Hay unas reflexiones muy aleccionadoras para nuestra democracia de Virgilio Zapatero en una conferencia reciente: "Fernando de los Ríos en un mitin en Granada en febrero de 1936 dijo: En España lo único pendiente es la revolución del respeto; el respeto no sólo individual sino social porque constituye el mejor cimiento sobre el que construir la España civil.
¡Qué idea más luminosa y más actual para todos nosotros en esta España tan crispada, a veces tan feroz y que parece condenada de nuevo a una polarización enconada!”

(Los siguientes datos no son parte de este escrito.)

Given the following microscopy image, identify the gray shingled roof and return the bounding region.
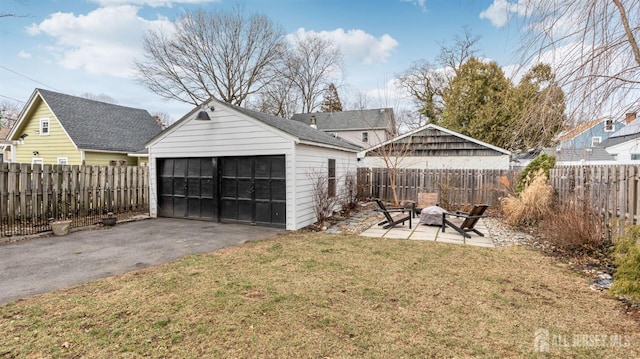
[36,89,162,152]
[225,103,362,151]
[291,108,395,132]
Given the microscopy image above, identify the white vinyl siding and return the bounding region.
[149,105,356,230]
[40,118,51,136]
[295,145,357,229]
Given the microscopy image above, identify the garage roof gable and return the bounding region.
[147,98,362,152]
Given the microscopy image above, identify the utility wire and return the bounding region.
[0,95,26,103]
[0,65,62,92]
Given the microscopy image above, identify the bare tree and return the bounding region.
[513,0,640,116]
[437,26,480,75]
[398,61,448,125]
[78,92,118,105]
[398,27,480,125]
[248,76,302,119]
[279,34,342,113]
[0,101,21,128]
[135,6,284,105]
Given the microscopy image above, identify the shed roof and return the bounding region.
[358,123,511,158]
[12,89,162,152]
[291,108,395,132]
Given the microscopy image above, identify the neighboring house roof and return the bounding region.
[147,99,362,152]
[358,124,511,158]
[557,117,606,142]
[11,89,162,152]
[291,108,395,132]
[603,118,640,147]
[0,128,11,140]
[543,147,616,162]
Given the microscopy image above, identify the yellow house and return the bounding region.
[4,89,162,165]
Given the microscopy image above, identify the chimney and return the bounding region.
[624,112,636,125]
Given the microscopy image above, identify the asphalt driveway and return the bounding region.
[0,218,284,303]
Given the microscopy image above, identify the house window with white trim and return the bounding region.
[327,158,336,197]
[40,118,49,136]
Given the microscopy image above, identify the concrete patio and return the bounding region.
[360,217,495,248]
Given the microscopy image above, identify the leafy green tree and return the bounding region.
[437,57,512,147]
[320,83,342,112]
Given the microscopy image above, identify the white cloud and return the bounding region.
[480,0,530,27]
[401,0,427,12]
[288,28,398,64]
[27,5,170,77]
[89,0,222,7]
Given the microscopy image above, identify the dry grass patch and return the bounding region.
[501,170,553,226]
[0,234,640,358]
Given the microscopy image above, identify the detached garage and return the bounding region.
[147,99,361,230]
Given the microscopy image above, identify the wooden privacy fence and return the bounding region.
[358,168,520,209]
[549,165,640,232]
[0,163,149,237]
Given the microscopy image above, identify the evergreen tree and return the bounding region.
[320,83,342,112]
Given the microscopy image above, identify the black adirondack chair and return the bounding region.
[374,199,411,229]
[442,204,489,238]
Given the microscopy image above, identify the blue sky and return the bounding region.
[0,0,518,120]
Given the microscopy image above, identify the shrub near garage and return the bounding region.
[516,154,556,193]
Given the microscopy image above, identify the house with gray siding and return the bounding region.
[291,108,396,148]
[358,124,511,170]
[147,99,361,230]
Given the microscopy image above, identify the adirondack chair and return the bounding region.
[374,199,411,229]
[442,204,489,238]
[412,192,438,217]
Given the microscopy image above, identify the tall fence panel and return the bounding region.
[358,168,520,208]
[0,163,149,237]
[549,165,640,239]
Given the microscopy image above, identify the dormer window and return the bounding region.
[604,120,616,132]
[40,118,49,136]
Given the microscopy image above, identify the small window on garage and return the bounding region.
[327,158,336,197]
[40,118,49,136]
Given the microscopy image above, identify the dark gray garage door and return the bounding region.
[157,156,286,227]
[157,157,218,220]
[220,156,286,227]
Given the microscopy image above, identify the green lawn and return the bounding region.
[0,233,640,358]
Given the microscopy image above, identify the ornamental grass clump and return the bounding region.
[540,200,610,256]
[611,226,640,301]
[501,170,553,226]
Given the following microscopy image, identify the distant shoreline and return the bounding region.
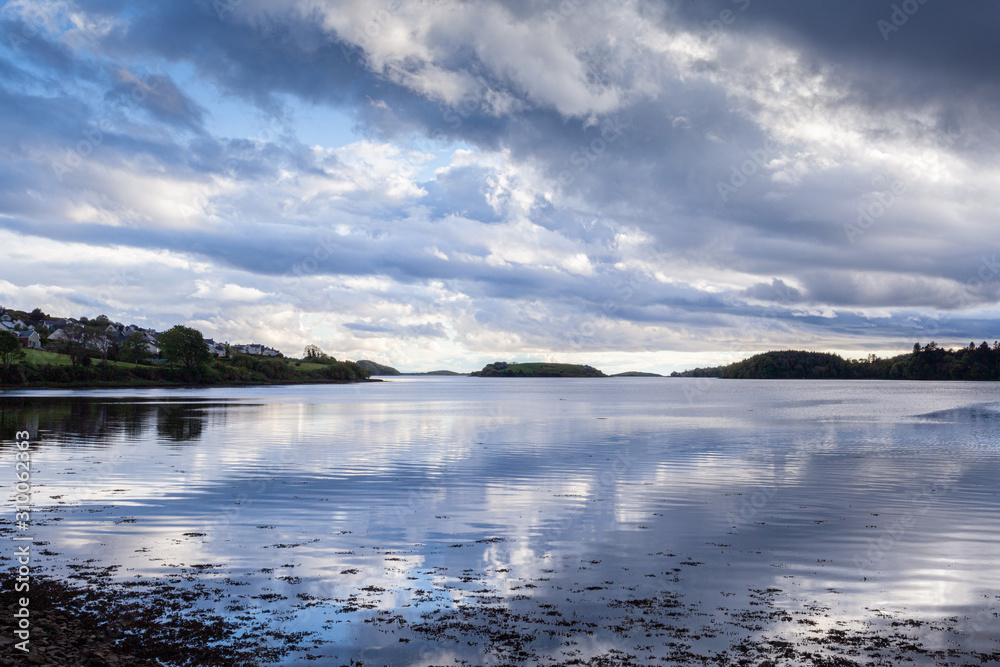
[0,378,383,393]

El respeto exige interés por los demás, curiosidad por las ideas y propuestas del otro y capacidad de diálogo en el sentido más profundo de diálogo: dialogar –decía Machado- es primero preguntar y después escuchar. Para respetar una posición o comportamiento, para respetarnos no tenemos que estar de acuerdo: basta con tener curiosidad, con comprender que la posición del otro refleja un punto de vista diferente, que puede tener sus razones atendibles y que esta diferencia nos ofrece la oportunidad de aprender escuchando y así avanzando en la construcción de esa utopía que es la democracia
Está suficientemente claro, por lo menos a mí me lo parece, que, sin respeto al adversario, al que piensa diferente no puede existir una democracia auténtica. Deberíamos reflexionar todos los españoles, si somos demócratas, en un hecho lamentable. Se está popularizando en numerosas fiestas de las ciudades y pueblos interrumpir con gran jolgorio el pregón con el siguiente grito” Pedro Sánchez, hijo de puta”. Ya no entro en quién lo inventó. Allá ella. Ni tampoco que el máximo dirigente de un partido en la fiesta de Navidad regalaba cestas de fruta a los afiliados. Todo un ejemplo de respeto. Mal vamos. Porque el insulto deshumaniza al que lo recibe y después puede legitimarse cualquier otra ofensa. Sorprende que, en esos pregones, presididos por la máxima autoridad municipal, esta no haga nada. Es más, en ocasiones se regocija. Quiero acabar recordando nuestra Constitución a algunas fuerzas políticas que alardean de ser constitucionalistas. El artículo 18.1 es claro: Se garantiza el derecho al honor, a la intimidad personal y familiar y a la propia imagen. El artículo 20 de nuestra Constitución reconoce todo un conjunto de libertades, pero, su apartado 4 es muy claro: Estas libertades tienen su límite en el respeto a los derechos reconocidos en este Título, en los preceptos de las leyes que lo desarrollen y, especialmente, en el derecho al honor, a la intimidad, a la propia imagen y a la protección de la juventud y de la infancia. En definitiva, el “Pedro Sánchez, hijo de puta” es una injuria de libro. La injuria es un delito que consiste en la imputación de hechos o manifestación de opiniones que atentan contra la dignidad de una persona, lesionando su fama, honor o propia estimación. Las injurias pueden emitirse de forma verbal, por escrito o de manera gráfica. Y en el artículo 208, el Código Penal se define el tipo básico de injuria como la acción o expresión que lesiona la dignidad de otra persona, menoscabando su fama o atentando contra su propia estimación.